Many existing correctional systems include among its objectives not only the punishment of the offender, but also his/her rehabilitation. One of the most powerful instruments that correctional systems can use towards this objective is the concession of permits to leave the prison. These can be weekend permits so that the inmate can visit his/her family, work permits so that the inmate can work outside the correctional institution, etc. Usually inmates who are granted this type of permits and make good use of them are eventually granted probation or conditional freedom. The decision of granting or denying a permit has extremely important individual and social consequences. Type I errors in the decision process (i.e., an inmate granted a permit who did not return) are generally accompanied by new criminal acts. Type II errors (i.e., an inmate denied a permit who would have made good use of it) have devastating consequences for the inmates. This decision process is almost invariably made from a qualitative perspective, and usually must take into consideration a set of legal guidelines that generally focus on variables such as type of crime, remaining time in prison, behavior during internment, etc. There is also a long tradition of research that has tried to show that psychological variables are causally related to performing criminal acts. Consequently, individual differences on certain psychological variables (e.g., social skills, psychopathy) have also been used to support the granting or denial of outside permits to correctional inmates.
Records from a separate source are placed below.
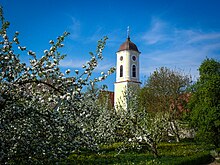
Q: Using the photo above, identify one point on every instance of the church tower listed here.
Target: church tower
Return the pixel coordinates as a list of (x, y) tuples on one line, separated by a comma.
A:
[(127, 71)]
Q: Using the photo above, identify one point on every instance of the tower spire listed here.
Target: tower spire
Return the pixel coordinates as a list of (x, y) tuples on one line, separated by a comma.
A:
[(128, 32)]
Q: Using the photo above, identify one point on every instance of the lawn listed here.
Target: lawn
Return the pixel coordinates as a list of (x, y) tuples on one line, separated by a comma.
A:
[(170, 153)]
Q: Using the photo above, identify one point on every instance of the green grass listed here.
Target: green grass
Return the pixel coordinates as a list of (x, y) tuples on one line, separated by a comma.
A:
[(170, 153)]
Quantitative rules to assign outside permits to correctional inmates can be readily developed given a set of psychological and criminological predictors by means of discriminant analysis, or by more appropriate methods such as logistic or probit regression. These methods assume that the populations to be classified closely match a multivariate normal, or a multivariate logistic distribution. Then, by using the information contained in an actual classification of the subjects, these methods provide a classification rule. Since these methods use the actual classification of the subjects to derive the classification rule, the usefulness of such rule must be evaluated by cross-validation.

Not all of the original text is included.